Claudio Petit-Laurent.. El Joven de la Perla. Oil on wood. 30 x 30 cm. 2023. Image courtesy of the gallery.

Inéditad Gallery, thanks to its founder Luis López, its collaborators and the infinite possibilities manifested in the works of the artists it represents, is a gallery that has demonstrated its capacity and courage to stimulate the sensibility of the public through art and seduce a generation that moves between the glass window and the analogical story. Inéditad is a nomadic gallery that has gathered around it a community of artists and has moved the context with exhibition projects that think about LGTBIQ+ art without prejudices.

Pepa Salas Vilar. Las marcas del arcoiris. Oil on canvas. 40 x 50 cm. 2022. Image courtesy of the gallery.

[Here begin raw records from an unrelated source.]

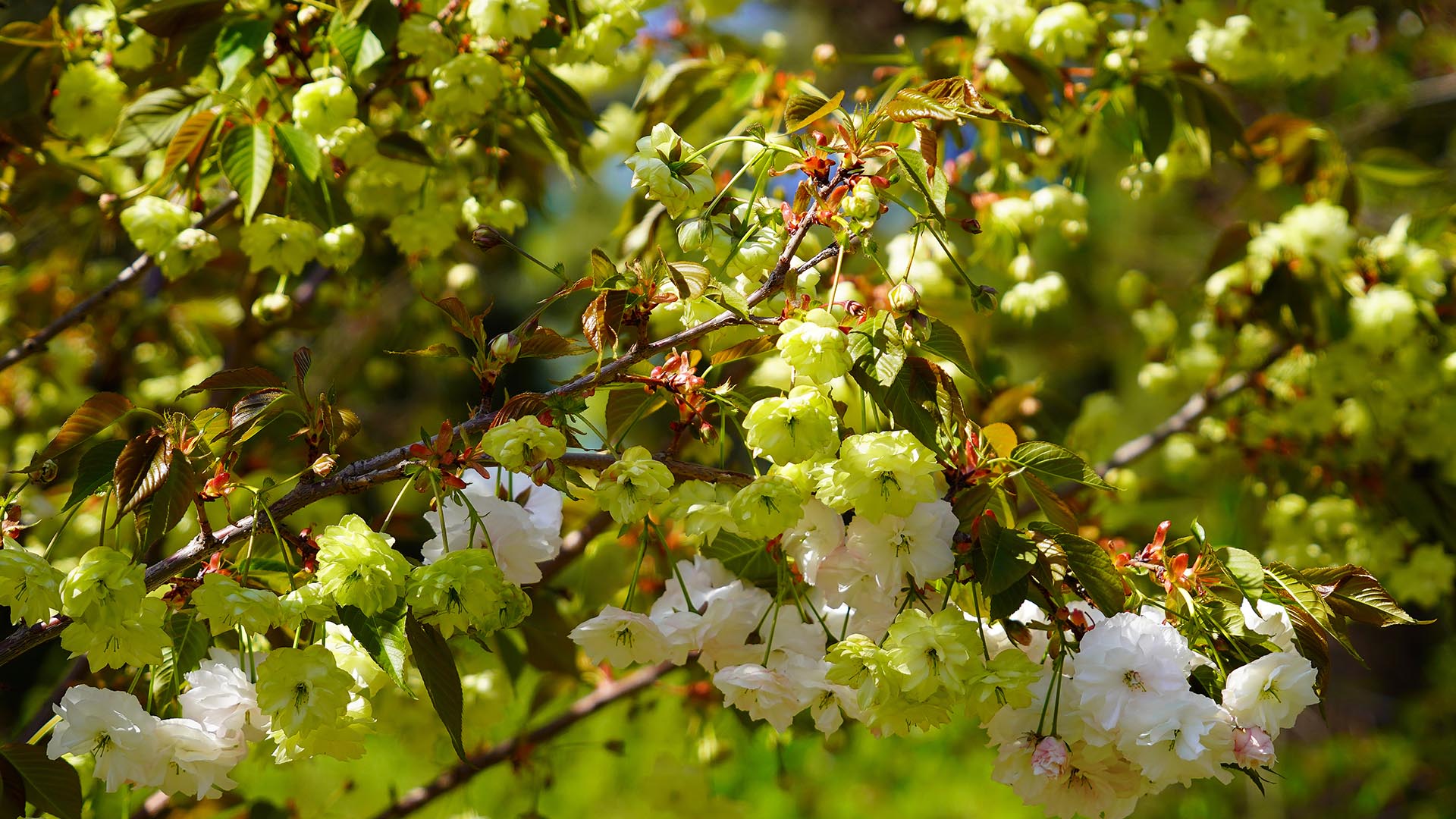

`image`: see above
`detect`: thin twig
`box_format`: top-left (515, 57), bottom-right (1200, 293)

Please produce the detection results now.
top-left (374, 661), bottom-right (677, 819)
top-left (0, 218), bottom-right (814, 666)
top-left (1095, 345), bottom-right (1288, 475)
top-left (0, 193), bottom-right (237, 370)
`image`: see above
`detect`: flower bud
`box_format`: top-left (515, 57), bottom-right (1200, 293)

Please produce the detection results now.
top-left (890, 281), bottom-right (920, 313)
top-left (491, 332), bottom-right (521, 364)
top-left (249, 293), bottom-right (293, 324)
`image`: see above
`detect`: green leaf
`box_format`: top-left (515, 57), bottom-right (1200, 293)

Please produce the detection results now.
top-left (1217, 547), bottom-right (1264, 601)
top-left (112, 433), bottom-right (174, 513)
top-left (61, 440), bottom-right (127, 512)
top-left (177, 367), bottom-right (282, 400)
top-left (20, 392), bottom-right (131, 472)
top-left (920, 319), bottom-right (981, 383)
top-left (217, 19), bottom-right (272, 90)
top-left (217, 125), bottom-right (274, 221)
top-left (975, 517), bottom-right (1037, 592)
top-left (0, 743), bottom-right (82, 819)
top-left (339, 598), bottom-right (418, 699)
top-left (377, 131), bottom-right (435, 166)
top-left (141, 450), bottom-right (196, 547)
top-left (1264, 563), bottom-right (1364, 663)
top-left (896, 149), bottom-right (951, 221)
top-left (1015, 472), bottom-right (1078, 532)
top-left (1351, 147), bottom-right (1447, 188)
top-left (783, 92), bottom-right (845, 133)
top-left (701, 532), bottom-right (779, 593)
top-left (849, 356), bottom-right (946, 456)
top-left (1303, 564), bottom-right (1436, 628)
top-left (405, 612), bottom-right (469, 762)
top-left (274, 122), bottom-right (323, 182)
top-left (1133, 83), bottom-right (1174, 162)
top-left (152, 612), bottom-right (211, 702)
top-left (1051, 532), bottom-right (1127, 617)
top-left (1009, 440), bottom-right (1117, 490)
top-left (881, 89), bottom-right (959, 122)
top-left (108, 87), bottom-right (209, 158)
top-left (125, 0), bottom-right (228, 38)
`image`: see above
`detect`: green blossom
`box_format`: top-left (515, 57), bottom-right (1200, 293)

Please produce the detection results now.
top-left (121, 196), bottom-right (192, 253)
top-left (192, 571), bottom-right (282, 637)
top-left (481, 416), bottom-right (566, 472)
top-left (237, 214), bottom-right (318, 275)
top-left (318, 514), bottom-right (410, 615)
top-left (61, 598), bottom-right (172, 670)
top-left (52, 63), bottom-right (127, 140)
top-left (728, 475), bottom-right (804, 539)
top-left (595, 446), bottom-right (673, 523)
top-left (626, 122), bottom-right (717, 218)
top-left (742, 384), bottom-right (839, 463)
top-left (293, 77), bottom-right (359, 134)
top-left (258, 644), bottom-right (354, 736)
top-left (814, 430), bottom-right (946, 522)
top-left (0, 548), bottom-right (65, 623)
top-left (61, 547), bottom-right (147, 620)
top-left (774, 307), bottom-right (855, 383)
top-left (408, 549), bottom-right (532, 637)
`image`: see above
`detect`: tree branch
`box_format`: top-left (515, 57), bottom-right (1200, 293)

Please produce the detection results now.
top-left (374, 661), bottom-right (679, 819)
top-left (0, 193), bottom-right (237, 370)
top-left (1095, 345), bottom-right (1288, 475)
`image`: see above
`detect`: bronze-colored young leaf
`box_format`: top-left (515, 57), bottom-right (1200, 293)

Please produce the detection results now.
top-left (20, 392), bottom-right (131, 472)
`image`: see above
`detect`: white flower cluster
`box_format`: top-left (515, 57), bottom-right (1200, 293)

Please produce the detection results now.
top-left (986, 602), bottom-right (1320, 819)
top-left (46, 648), bottom-right (269, 799)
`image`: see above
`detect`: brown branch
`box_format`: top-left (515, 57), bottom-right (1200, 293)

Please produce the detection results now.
top-left (374, 661), bottom-right (677, 819)
top-left (0, 193), bottom-right (237, 370)
top-left (0, 218), bottom-right (814, 666)
top-left (1095, 345), bottom-right (1288, 475)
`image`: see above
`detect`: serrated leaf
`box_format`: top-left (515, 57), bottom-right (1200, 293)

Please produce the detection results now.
top-left (274, 122), bottom-right (323, 180)
top-left (881, 89), bottom-right (959, 122)
top-left (981, 422), bottom-right (1019, 460)
top-left (177, 366), bottom-right (282, 400)
top-left (1264, 563), bottom-right (1364, 663)
top-left (975, 517), bottom-right (1037, 588)
top-left (1051, 532), bottom-right (1127, 617)
top-left (701, 532), bottom-right (779, 593)
top-left (217, 19), bottom-right (272, 90)
top-left (1303, 564), bottom-right (1436, 628)
top-left (1015, 472), bottom-right (1078, 532)
top-left (405, 612), bottom-right (466, 761)
top-left (1133, 83), bottom-right (1174, 162)
top-left (920, 319), bottom-right (981, 383)
top-left (708, 335), bottom-right (776, 366)
top-left (152, 612), bottom-right (211, 702)
top-left (339, 596), bottom-right (418, 699)
top-left (61, 440), bottom-right (127, 512)
top-left (112, 433), bottom-right (174, 513)
top-left (849, 356), bottom-right (946, 457)
top-left (125, 0), bottom-right (228, 38)
top-left (378, 131), bottom-right (435, 165)
top-left (783, 92), bottom-right (845, 133)
top-left (1217, 547), bottom-right (1264, 601)
top-left (162, 108), bottom-right (217, 179)
top-left (20, 392), bottom-right (131, 472)
top-left (0, 742), bottom-right (82, 819)
top-left (109, 87), bottom-right (209, 158)
top-left (519, 326), bottom-right (592, 359)
top-left (217, 125), bottom-right (274, 221)
top-left (384, 344), bottom-right (460, 359)
top-left (896, 149), bottom-right (951, 221)
top-left (1010, 440), bottom-right (1116, 490)
top-left (141, 452), bottom-right (196, 547)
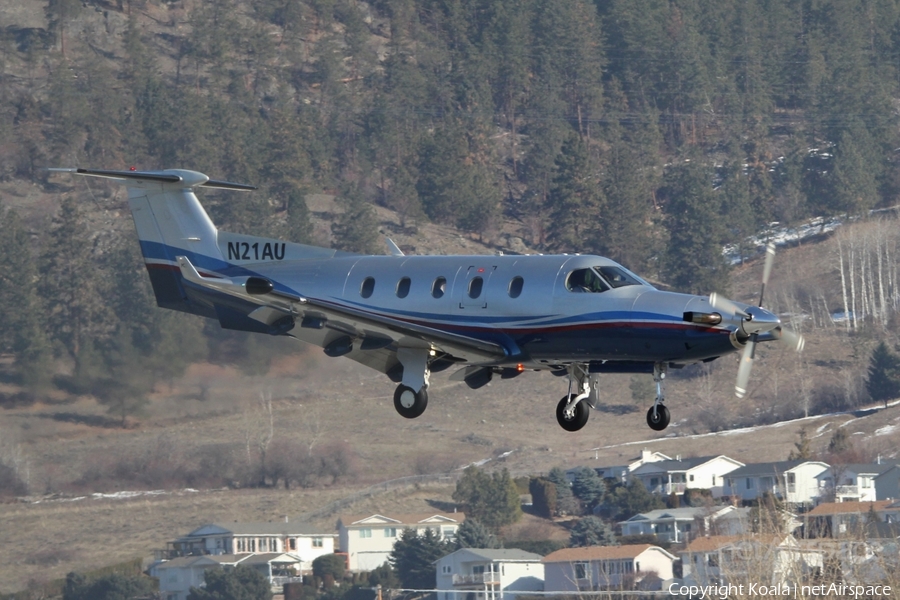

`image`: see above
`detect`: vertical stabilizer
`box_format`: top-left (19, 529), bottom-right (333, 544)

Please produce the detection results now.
top-left (51, 169), bottom-right (256, 317)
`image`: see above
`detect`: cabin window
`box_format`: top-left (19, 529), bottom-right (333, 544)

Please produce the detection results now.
top-left (431, 277), bottom-right (447, 298)
top-left (397, 277), bottom-right (409, 298)
top-left (509, 275), bottom-right (525, 298)
top-left (469, 277), bottom-right (484, 300)
top-left (566, 269), bottom-right (609, 294)
top-left (359, 277), bottom-right (375, 298)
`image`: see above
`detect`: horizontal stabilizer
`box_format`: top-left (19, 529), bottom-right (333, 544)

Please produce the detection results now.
top-left (47, 168), bottom-right (257, 191)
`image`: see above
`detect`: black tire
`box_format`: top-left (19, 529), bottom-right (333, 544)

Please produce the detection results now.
top-left (647, 404), bottom-right (669, 431)
top-left (394, 384), bottom-right (428, 419)
top-left (556, 396), bottom-right (590, 431)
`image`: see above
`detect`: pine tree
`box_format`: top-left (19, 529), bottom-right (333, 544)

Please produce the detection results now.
top-left (569, 517), bottom-right (619, 548)
top-left (331, 184), bottom-right (378, 254)
top-left (664, 155), bottom-right (728, 294)
top-left (456, 515), bottom-right (500, 548)
top-left (866, 341), bottom-right (900, 407)
top-left (547, 133), bottom-right (609, 252)
top-left (388, 529), bottom-right (454, 590)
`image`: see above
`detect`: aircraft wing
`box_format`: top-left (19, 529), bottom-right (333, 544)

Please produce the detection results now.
top-left (176, 256), bottom-right (508, 364)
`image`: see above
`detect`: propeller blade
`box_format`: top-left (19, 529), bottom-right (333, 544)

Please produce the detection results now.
top-left (709, 292), bottom-right (750, 319)
top-left (776, 327), bottom-right (806, 352)
top-left (758, 242), bottom-right (775, 308)
top-left (734, 338), bottom-right (756, 398)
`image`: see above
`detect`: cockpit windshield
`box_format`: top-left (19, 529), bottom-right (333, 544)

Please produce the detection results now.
top-left (597, 267), bottom-right (642, 288)
top-left (566, 267), bottom-right (643, 294)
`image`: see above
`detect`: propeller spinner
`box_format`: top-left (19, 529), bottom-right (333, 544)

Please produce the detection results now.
top-left (709, 242), bottom-right (806, 398)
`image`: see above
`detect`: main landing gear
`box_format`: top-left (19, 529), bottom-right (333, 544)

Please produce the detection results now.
top-left (647, 363), bottom-right (669, 431)
top-left (394, 348), bottom-right (432, 419)
top-left (556, 364), bottom-right (598, 431)
top-left (556, 363), bottom-right (670, 431)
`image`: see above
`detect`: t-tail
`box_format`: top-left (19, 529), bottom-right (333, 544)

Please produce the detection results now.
top-left (49, 169), bottom-right (335, 318)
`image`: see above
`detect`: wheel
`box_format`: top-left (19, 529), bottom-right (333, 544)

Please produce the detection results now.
top-left (647, 404), bottom-right (669, 431)
top-left (394, 384), bottom-right (428, 419)
top-left (556, 396), bottom-right (590, 431)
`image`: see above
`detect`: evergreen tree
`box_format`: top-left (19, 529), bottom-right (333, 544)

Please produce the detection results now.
top-left (188, 565), bottom-right (272, 600)
top-left (866, 341), bottom-right (900, 407)
top-left (38, 197), bottom-right (111, 362)
top-left (331, 185), bottom-right (378, 254)
top-left (63, 573), bottom-right (156, 600)
top-left (388, 529), bottom-right (455, 590)
top-left (456, 515), bottom-right (500, 548)
top-left (788, 427), bottom-right (813, 460)
top-left (572, 467), bottom-right (606, 507)
top-left (547, 133), bottom-right (609, 252)
top-left (664, 156), bottom-right (728, 294)
top-left (569, 517), bottom-right (619, 548)
top-left (453, 466), bottom-right (522, 530)
top-left (0, 207), bottom-right (50, 387)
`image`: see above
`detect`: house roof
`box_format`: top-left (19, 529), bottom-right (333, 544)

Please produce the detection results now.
top-left (680, 534), bottom-right (793, 554)
top-left (156, 554), bottom-right (246, 569)
top-left (541, 544), bottom-right (675, 563)
top-left (726, 460), bottom-right (828, 477)
top-left (832, 463), bottom-right (894, 475)
top-left (241, 552), bottom-right (301, 565)
top-left (807, 500), bottom-right (893, 517)
top-left (181, 521), bottom-right (334, 539)
top-left (338, 512), bottom-right (466, 527)
top-left (435, 548), bottom-right (543, 562)
top-left (620, 506), bottom-right (715, 523)
top-left (633, 454), bottom-right (744, 475)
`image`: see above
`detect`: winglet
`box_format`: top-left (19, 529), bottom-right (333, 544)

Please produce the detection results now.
top-left (384, 238), bottom-right (406, 256)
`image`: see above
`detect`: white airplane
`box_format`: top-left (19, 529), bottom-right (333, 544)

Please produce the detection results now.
top-left (50, 169), bottom-right (804, 431)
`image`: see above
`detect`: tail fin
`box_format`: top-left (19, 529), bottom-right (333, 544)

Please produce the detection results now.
top-left (50, 169), bottom-right (256, 318)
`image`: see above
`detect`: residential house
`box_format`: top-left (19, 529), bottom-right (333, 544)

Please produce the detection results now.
top-left (619, 506), bottom-right (749, 544)
top-left (678, 534), bottom-right (823, 586)
top-left (149, 553), bottom-right (302, 600)
top-left (434, 548), bottom-right (544, 600)
top-left (804, 500), bottom-right (900, 538)
top-left (827, 463), bottom-right (894, 502)
top-left (166, 521), bottom-right (335, 571)
top-left (543, 544), bottom-right (676, 593)
top-left (875, 465), bottom-right (900, 500)
top-left (725, 460), bottom-right (829, 505)
top-left (337, 513), bottom-right (466, 571)
top-left (566, 448), bottom-right (672, 483)
top-left (630, 455), bottom-right (744, 498)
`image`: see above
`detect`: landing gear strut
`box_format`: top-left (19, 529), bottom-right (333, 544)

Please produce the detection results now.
top-left (647, 363), bottom-right (669, 431)
top-left (556, 364), bottom-right (598, 431)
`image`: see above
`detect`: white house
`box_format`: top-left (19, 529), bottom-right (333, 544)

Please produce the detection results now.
top-left (875, 465), bottom-right (900, 500)
top-left (829, 464), bottom-right (894, 502)
top-left (149, 552), bottom-right (302, 600)
top-left (619, 506), bottom-right (748, 544)
top-left (167, 521), bottom-right (335, 571)
top-left (543, 544), bottom-right (675, 593)
top-left (630, 455), bottom-right (744, 498)
top-left (149, 554), bottom-right (249, 600)
top-left (804, 500), bottom-right (900, 537)
top-left (725, 460), bottom-right (829, 505)
top-left (566, 448), bottom-right (672, 483)
top-left (337, 513), bottom-right (466, 571)
top-left (434, 548), bottom-right (544, 600)
top-left (679, 534), bottom-right (823, 586)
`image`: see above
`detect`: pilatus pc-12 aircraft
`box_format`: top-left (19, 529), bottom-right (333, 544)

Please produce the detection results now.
top-left (53, 169), bottom-right (803, 431)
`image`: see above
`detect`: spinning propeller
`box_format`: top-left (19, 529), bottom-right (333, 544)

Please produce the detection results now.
top-left (709, 243), bottom-right (806, 398)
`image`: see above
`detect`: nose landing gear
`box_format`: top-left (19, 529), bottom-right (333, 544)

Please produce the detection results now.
top-left (647, 363), bottom-right (670, 431)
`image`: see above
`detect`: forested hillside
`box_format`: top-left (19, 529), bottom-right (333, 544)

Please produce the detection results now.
top-left (0, 0), bottom-right (900, 440)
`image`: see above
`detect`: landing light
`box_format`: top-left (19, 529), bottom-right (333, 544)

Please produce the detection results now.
top-left (683, 312), bottom-right (722, 325)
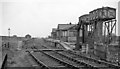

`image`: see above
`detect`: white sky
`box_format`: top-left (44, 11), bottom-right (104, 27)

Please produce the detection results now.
top-left (0, 0), bottom-right (119, 37)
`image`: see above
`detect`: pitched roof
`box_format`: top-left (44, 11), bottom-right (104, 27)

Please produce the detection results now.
top-left (52, 28), bottom-right (57, 32)
top-left (58, 24), bottom-right (75, 30)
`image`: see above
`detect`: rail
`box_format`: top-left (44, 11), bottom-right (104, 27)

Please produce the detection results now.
top-left (1, 54), bottom-right (8, 69)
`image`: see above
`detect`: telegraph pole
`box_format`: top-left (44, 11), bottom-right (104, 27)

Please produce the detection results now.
top-left (8, 28), bottom-right (10, 48)
top-left (8, 28), bottom-right (10, 37)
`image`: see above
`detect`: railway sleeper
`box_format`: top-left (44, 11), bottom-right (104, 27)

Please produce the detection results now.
top-left (40, 51), bottom-right (79, 69)
top-left (67, 51), bottom-right (120, 68)
top-left (54, 51), bottom-right (97, 69)
top-left (27, 51), bottom-right (50, 69)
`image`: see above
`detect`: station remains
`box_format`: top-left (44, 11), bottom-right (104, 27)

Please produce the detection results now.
top-left (51, 7), bottom-right (118, 62)
top-left (76, 7), bottom-right (118, 62)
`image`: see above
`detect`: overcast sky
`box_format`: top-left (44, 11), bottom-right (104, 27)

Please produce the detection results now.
top-left (0, 0), bottom-right (119, 37)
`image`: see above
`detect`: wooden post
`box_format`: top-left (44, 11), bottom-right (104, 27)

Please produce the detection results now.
top-left (118, 36), bottom-right (120, 66)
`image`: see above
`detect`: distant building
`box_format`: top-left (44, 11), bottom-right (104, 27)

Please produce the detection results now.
top-left (51, 28), bottom-right (57, 39)
top-left (25, 34), bottom-right (31, 39)
top-left (56, 23), bottom-right (77, 42)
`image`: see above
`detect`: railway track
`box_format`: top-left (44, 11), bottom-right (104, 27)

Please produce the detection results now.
top-left (27, 41), bottom-right (119, 69)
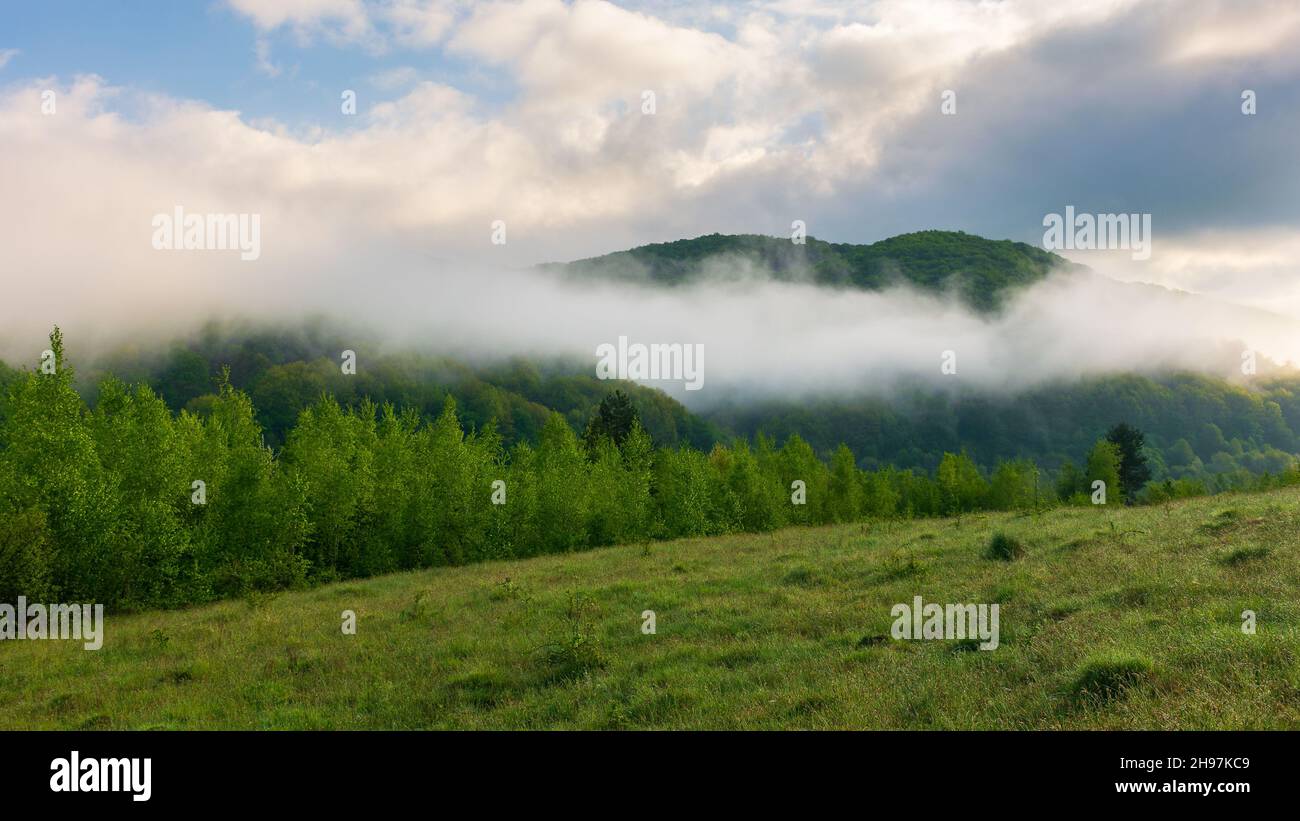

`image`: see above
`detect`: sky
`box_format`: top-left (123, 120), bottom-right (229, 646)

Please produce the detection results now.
top-left (0, 0), bottom-right (1300, 387)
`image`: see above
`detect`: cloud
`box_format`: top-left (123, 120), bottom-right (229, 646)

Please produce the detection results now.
top-left (0, 0), bottom-right (1300, 361)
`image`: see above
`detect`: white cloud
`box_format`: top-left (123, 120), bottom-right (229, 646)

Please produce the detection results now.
top-left (0, 0), bottom-right (1300, 361)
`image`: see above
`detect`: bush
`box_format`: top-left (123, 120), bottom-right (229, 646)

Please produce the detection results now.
top-left (984, 533), bottom-right (1024, 561)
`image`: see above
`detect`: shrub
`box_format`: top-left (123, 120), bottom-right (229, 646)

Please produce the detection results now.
top-left (984, 531), bottom-right (1024, 561)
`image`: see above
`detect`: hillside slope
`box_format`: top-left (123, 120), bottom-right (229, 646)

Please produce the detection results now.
top-left (542, 231), bottom-right (1087, 310)
top-left (0, 490), bottom-right (1300, 729)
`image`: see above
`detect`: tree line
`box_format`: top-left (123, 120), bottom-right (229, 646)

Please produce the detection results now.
top-left (0, 329), bottom-right (1300, 609)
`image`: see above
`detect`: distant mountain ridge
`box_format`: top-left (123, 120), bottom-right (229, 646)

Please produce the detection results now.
top-left (541, 230), bottom-right (1088, 312)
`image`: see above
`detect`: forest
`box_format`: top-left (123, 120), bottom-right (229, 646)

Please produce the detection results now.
top-left (0, 323), bottom-right (1300, 611)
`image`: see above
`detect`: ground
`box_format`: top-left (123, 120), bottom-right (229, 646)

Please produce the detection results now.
top-left (0, 488), bottom-right (1300, 729)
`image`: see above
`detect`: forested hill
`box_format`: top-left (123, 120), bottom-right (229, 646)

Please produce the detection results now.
top-left (542, 231), bottom-right (1087, 310)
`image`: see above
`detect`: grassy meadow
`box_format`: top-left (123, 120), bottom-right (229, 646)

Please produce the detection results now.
top-left (0, 488), bottom-right (1300, 729)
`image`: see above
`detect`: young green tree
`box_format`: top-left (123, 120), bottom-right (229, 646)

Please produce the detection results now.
top-left (582, 391), bottom-right (641, 457)
top-left (1106, 422), bottom-right (1151, 504)
top-left (1084, 439), bottom-right (1123, 504)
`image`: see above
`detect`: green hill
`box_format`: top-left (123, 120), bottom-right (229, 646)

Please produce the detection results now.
top-left (0, 488), bottom-right (1300, 729)
top-left (543, 231), bottom-right (1086, 310)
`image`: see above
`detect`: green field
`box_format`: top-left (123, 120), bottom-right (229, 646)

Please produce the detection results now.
top-left (0, 488), bottom-right (1300, 729)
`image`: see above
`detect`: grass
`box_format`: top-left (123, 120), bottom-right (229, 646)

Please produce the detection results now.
top-left (0, 488), bottom-right (1300, 729)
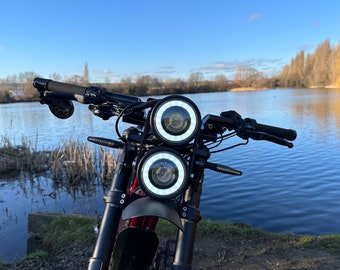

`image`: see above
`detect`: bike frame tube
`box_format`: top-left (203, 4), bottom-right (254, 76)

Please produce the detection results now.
top-left (88, 144), bottom-right (135, 270)
top-left (172, 173), bottom-right (204, 270)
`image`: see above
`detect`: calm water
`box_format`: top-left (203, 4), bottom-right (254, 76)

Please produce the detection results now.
top-left (0, 89), bottom-right (340, 260)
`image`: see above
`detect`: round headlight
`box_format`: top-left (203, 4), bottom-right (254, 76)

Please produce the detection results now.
top-left (138, 148), bottom-right (188, 199)
top-left (151, 95), bottom-right (201, 145)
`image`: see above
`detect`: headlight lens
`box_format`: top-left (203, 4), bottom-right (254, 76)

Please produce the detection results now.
top-left (151, 95), bottom-right (201, 145)
top-left (138, 148), bottom-right (188, 199)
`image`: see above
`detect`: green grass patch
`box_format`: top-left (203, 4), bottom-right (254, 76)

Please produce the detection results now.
top-left (298, 234), bottom-right (340, 255)
top-left (42, 216), bottom-right (97, 253)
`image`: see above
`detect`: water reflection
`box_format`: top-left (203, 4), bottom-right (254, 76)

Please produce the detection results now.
top-left (0, 89), bottom-right (340, 259)
top-left (291, 89), bottom-right (340, 137)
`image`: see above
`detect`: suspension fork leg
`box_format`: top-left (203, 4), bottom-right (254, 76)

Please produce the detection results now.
top-left (88, 149), bottom-right (132, 270)
top-left (172, 177), bottom-right (203, 270)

Pride and Prejudice was inaugurated. An exhibition that brings together the works of sixteen artists: Abel Carrillo, Alex Domènech, Carlos Enfedaque, Silvia Flechoso, Jamalajama, Daniel Jaén, Claudio Petit-Laurent, Jean Carlos Puerto, Fernando Romero, Pablo Rodríguez, Pepa Salas Vilar, Jack Smith, Pablo Sola, Bran Sólo, Elia Tomás and Utürüo. Painting, illustration, photography and digital art are the manifestations that bring into dialogue around fifty neatly threaded pieces, in a discursive line that discusses such a latent phenomenon as discrimination. To achieve this, the artists invited to the exhibition question themselves whether: Does discrimination exist within the LGTBIQ+ collective?

Pride and Prejudice Official Poster. Image courtesy of the gallery.

With approaches on and from the body, the proposal invites to celebrate diversity, proposes to question and self-question the prejudices and attitudes of society against the collective. Pride and Prejudice is a space for dialogue about the constructs imposed on us by society. It is also an oasis in which to deconstruct with tolerance and respect the subjectivities that sometimes prevent us from approaching the production of the participating artists, simply because "the beautiful" does not fit in an androgynous body. The subjugation of stereotypes are pressed with determination to find the beauty of diversity in other palpable facets of reality.

Pablo Sola. All men are dogs. Photography. 2014. Image courtesy of the gallery.

Throughout these three years Inéditad has stimulated the vindictive projection towards bad practices, has questioned estates around the LGTBIQ+ body and the most admirable thing, is that these capacities have resurfaced around the dialogue and the visual narrative of the stories that are told from the visual: Artworks that are people, art that is, per se, humanity. Overcome impositions and accept what is different in order to continue fighting against homophobia, biphobia, lesbophobia or transphobia and defend the equal rights that all the acronyms of the collective deserve in our community.

That's Pride and Prejudice: One creature, the happiest in the world. And maybe other projects and other people have said it - or felt it - before, but none so fairly.

Silvia Flechoso. Hola, soy maricón. Oil on canvas. 73 x 54 cm. 2023. Image courtesy of the gallery.

From June 8th until June 22nd you can visit Pride and Prejudice. Carrer de Palau núm. 4. Canal Gallery space. Barcelona.